Ils ne savent pas ce qu’ils font…

Marie-Thérèse BODART, Le monde éclatera demain, Samsa, Coll. « Théâtre », 2023, 96 p., 12 €, ISBN : 978-2-87593-452-9

bodart le monde éclatera demainL’actualité éditoriale et littéraire de ce printemps fait bien les choses : la pièce de théâtre de Marie-Thérèse Bodart Le monde éclatera demain vient d’être éditée chez Samsa et un ouvrage constitué de plusieurs contributions littéraires et critiques à propos de la tribu Bodart-Richter a paru en ce début juin aux éditions des Archives et Musée de la littérature dans la collection « Archives du futur », sous-titré Entre écologie et poésie.

Quel ADN littéraire et poétique contribuait à ce que cette tribu soit si active tant dans la littérature que dans la matière des questions d’éthique ? Marie-Thérèse Bodart (1909-1981) était romancière, dramaturge, et critique. Elle a été l’épouse du poète Roger Bodart, mère de l’écrivaine Anne Richter et grand-mère de l’autrice Florence Richter. Que de liens, de complicité, d’héritages de talent et d’ouverture dans cette planète Bodart-Richter !

Le monde éclatera demain connut le succès en 1953 lors de sa création au Théâtre royal du Parc à Bruxelles et Marie-Thérèse Bodart n’a cessé, comme essayiste, romancière, critique et dramaturge d’interroger son époque et l’avenir sur l’expérience tragique de la deuxième guerre mondiale et ses conséquences éthiques, scientifiques, humaines…

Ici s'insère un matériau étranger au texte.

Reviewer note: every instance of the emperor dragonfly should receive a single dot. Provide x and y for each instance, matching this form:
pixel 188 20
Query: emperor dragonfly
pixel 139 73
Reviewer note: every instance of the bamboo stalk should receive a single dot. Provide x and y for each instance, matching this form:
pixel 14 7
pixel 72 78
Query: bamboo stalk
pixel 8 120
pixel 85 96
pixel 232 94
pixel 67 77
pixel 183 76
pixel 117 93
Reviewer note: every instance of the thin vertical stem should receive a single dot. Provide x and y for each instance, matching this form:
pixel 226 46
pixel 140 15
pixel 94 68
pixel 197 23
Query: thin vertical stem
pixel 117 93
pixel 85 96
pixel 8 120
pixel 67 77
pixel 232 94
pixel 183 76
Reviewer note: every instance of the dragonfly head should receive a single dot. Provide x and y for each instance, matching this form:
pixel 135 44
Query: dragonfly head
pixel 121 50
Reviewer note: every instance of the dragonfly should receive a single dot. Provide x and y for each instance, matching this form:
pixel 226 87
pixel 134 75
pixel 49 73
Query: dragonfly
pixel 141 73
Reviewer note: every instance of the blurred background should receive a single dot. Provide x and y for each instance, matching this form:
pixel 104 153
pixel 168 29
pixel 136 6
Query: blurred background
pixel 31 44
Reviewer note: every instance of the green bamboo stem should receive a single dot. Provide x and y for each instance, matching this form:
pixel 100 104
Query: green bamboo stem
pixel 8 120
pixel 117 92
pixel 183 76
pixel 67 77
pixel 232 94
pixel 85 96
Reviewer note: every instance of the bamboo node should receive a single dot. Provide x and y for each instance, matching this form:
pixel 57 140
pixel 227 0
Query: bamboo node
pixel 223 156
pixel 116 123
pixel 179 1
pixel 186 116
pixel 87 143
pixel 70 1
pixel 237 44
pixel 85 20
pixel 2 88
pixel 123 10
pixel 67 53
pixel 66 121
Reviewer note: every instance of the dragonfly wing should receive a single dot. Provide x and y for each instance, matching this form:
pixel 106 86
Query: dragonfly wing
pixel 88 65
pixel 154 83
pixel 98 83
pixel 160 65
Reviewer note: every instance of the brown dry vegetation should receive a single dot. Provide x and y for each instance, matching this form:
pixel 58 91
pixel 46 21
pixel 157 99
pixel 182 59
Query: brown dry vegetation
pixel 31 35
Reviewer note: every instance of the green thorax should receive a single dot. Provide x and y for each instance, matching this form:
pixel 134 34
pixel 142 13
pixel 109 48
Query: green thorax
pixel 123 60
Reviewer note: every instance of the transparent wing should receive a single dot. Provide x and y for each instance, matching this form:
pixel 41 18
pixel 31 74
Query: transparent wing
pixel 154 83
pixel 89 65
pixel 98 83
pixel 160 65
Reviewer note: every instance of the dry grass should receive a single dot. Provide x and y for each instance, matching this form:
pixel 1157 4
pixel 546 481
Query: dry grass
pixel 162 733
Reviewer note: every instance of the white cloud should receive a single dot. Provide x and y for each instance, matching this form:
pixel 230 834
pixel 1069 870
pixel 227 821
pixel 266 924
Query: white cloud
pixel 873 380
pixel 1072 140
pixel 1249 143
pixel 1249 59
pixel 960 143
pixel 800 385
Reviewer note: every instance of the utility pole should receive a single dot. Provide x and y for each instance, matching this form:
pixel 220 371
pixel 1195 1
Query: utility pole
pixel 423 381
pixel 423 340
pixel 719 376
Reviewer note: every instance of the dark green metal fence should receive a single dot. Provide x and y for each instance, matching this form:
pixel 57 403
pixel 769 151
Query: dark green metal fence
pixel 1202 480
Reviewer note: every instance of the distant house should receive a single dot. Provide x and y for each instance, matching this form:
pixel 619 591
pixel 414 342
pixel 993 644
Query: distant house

Marie-Thérèse Bodart n’est pas une écrivaine des dystopies faciles, non, elle s’intéresse beaucoup plus à des questions qui touchent à ce qu’on pourrait qualifier d’exploration des cerveaux à la recherche des âmes. Elle connaît, comme intellectuelle en alerte à l’époque de la guerre froide, les possibilités offertes par les neurosciences et autres manipulations et le grand projet de transhumanisme qui ne cesse aujourd’hui de se développer.

La trame de sa pièce nous évoque un cinéma et une littérature tout entiers marqués par la collusion entre la science, la politique totalitaire et le rêve d’un Homme Nouveau, augmenté, surréel, prométhéen… Le Dr Ambroise Daumier est-il un savant fou ? Ses recherches médicales le mènent en Bavière ( !) en 1936 où il tente de concilier les effets des ondes sonores et de la mescaline sur le comportement humain.  Le meilleur des mondes est tout proche et déjà l’autrice connaît le désir vertigineux des hommes en cette matière de  totalitarisme dans le monde divisé de l’après-bombe où « on conçoit le chercheur comme un découvreur soutenu par l’État: un simple technicien, et ces gens-là prendront le pas sur nous dans l’avenir »…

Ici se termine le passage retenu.